GateL0RD - Sparsely Changing Latent States for Prediction and Planning in POMDPs
Christian Gumbsch, Martin V. Butz & Georg Martius
NeurIPS 2021 (26%)
Paper, Code, Twitter
TL;DR We present GateL0RD, an RNN that sparsely updates its latent states, for prediction and control with better generalization, longer memorization abilities, and explainable latent states.

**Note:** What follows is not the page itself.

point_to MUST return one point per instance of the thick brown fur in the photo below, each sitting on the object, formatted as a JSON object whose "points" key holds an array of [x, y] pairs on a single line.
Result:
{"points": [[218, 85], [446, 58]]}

recurrent neural networks sparsity explainability generalization model-predictive control reinforcement learning
Abstract
A common approach to prediction and planning in partially observable domains is to use recurrent neural networks (RNNs), which ideally develop and maintain a latent memory about hidden, task-relevant factors. We hypothesize that many of these hidden factors in the physical world are constant over time, changing only sparsely. To study this hypothesis, we propose Gated L_0 Regularized Dynamics (GateL0RD), a novel recurrent architecture that incorporates the inductive bias to maintain stable, sparsely changing latent states. The bias is implemented by means of a novel internal gating function and a penalty on the L_0 norm of latent state changes. We demonstrate that GateL0RD can compete with or outperform state-of-the-art RNNs in a variety of partially observable prediction and control tasks. GateL0RD tends to encode the underlying generative factors of the environment, ignores spurious temporal dependencies, and generalizes better, improving sampling efficiency and overall performance in model-based planning and reinforcement learning tasks. Moreover, we show that the developing latent states can be easily interpreted, which is a step towards better explainability in RNNs.